Mayors put to the test. Dutch mayors in local security networks
The ever growing trend of securitizing local issues has fostered an expansion of Dutch mayor’s formal positions, as well as new actions and roles in daily governance.
Cities appear to be the main stages of contemporary security issues such as youngsters radicalizing in deprived neighborhoods, violent protests against refugees and mobile banditism. These unwanted phenomena present themselves in urban areas in the most direct way possible putting local administrators and politicians to the test. We have witnessed the mayor of Rotterdam (the Netherlands) being praised for communicating his personal stance on integration and fighting IS after both Paris Attacks in 2015 as well as the mayor of Cologne (Germany) being heavily criticized after advising women to keep men at arm's length after range of sexual attacks during new year’s eve.
A new book places such examples in historical perspective by combining research findings of national and local studies on the way in which Dutch mayors have tackled ‘new’ security threats between the years 1990 and 2010. In the Netherlands mayors have been responsible for ensuring local safety and order since the introduction of the first Local Government Act in 1851. Therefore, when a new security threat arises all eyes generally turn to them. And these threats sure did arise. The book demonstrates how many unwanted phenomena, ranging from litter on the streets to organised crime, have been defined as new and local security threats. As a result, the mayor’s traditional responsibility for local order now extends to a much wider variety of security issues including rioting, soccer games, radicalization, soft drugs, domestic violence and organized crime. The main argument of the book is that this ever growing trend of securitizing local issues has fostered an expansion of the mayor’s formal position, as well as new actions and roles in daily governance.

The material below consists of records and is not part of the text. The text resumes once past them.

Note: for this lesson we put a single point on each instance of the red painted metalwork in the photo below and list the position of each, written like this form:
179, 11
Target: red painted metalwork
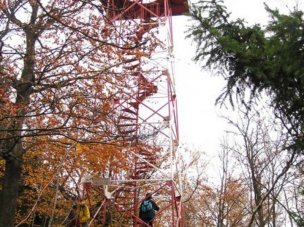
145, 114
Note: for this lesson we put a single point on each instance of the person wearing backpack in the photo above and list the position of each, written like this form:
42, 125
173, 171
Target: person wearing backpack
147, 210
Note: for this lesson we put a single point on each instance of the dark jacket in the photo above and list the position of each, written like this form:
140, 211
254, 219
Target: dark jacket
149, 214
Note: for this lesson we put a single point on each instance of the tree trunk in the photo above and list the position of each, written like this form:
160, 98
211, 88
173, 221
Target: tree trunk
9, 193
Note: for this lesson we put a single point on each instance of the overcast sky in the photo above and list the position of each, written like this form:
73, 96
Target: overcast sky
200, 121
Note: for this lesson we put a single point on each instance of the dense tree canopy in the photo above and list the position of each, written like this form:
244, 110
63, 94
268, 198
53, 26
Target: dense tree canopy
59, 62
256, 59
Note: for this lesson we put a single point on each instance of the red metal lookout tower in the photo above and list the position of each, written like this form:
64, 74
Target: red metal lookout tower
145, 112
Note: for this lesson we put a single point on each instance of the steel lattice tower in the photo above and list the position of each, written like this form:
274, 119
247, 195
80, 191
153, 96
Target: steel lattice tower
146, 112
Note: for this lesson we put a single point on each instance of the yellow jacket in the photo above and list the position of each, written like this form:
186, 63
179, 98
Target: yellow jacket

Over the last 20 years national government has introduced multiple formal powers for Dutch mayors to address new security issues. Examples include ordering preventive body searches for weapons, issuing temporary home restrictions in case of domestic violence, and mandating area restrictions because of the high risk of severe nuisance in public spaces. This expansion can be characterized as the largest shift in the mayor’s formal position in the past decades. Not all sections of Dutch society are happy with these developments. Many stakeholders claimed the mayor’s traditional role of shepherd would be overshadowed by his or her new role of local sheriff when these new and far reaching powers were implemented.
The book describes in depth case studies demonstrating that Dutch mayors did not become local sheriffs firing big guns at everything they do not like. Instead, mayors took on a leadership style that is best described as ‘super networker’ deploying a facilitative leadership style which is strongly focused on bringing it all together in terms of actors, resources and goals. Mayors manifested themselves as powerful and dependent players while tackling new security issues: powerful given their formal and exclusive powers; dependent because, in practice, these powers are counterbalanced by new dependencies between mayors and their many public and private partners united in local security networks (social workers, police, private security companies, housing corporations). The book concludes with a translation of research findings into multiple implications for the practice of local governance in general and for mayors in particular. These range from selecting a suitable leadership style to ways of framing contemporary security issues and making use of national powers in local societies.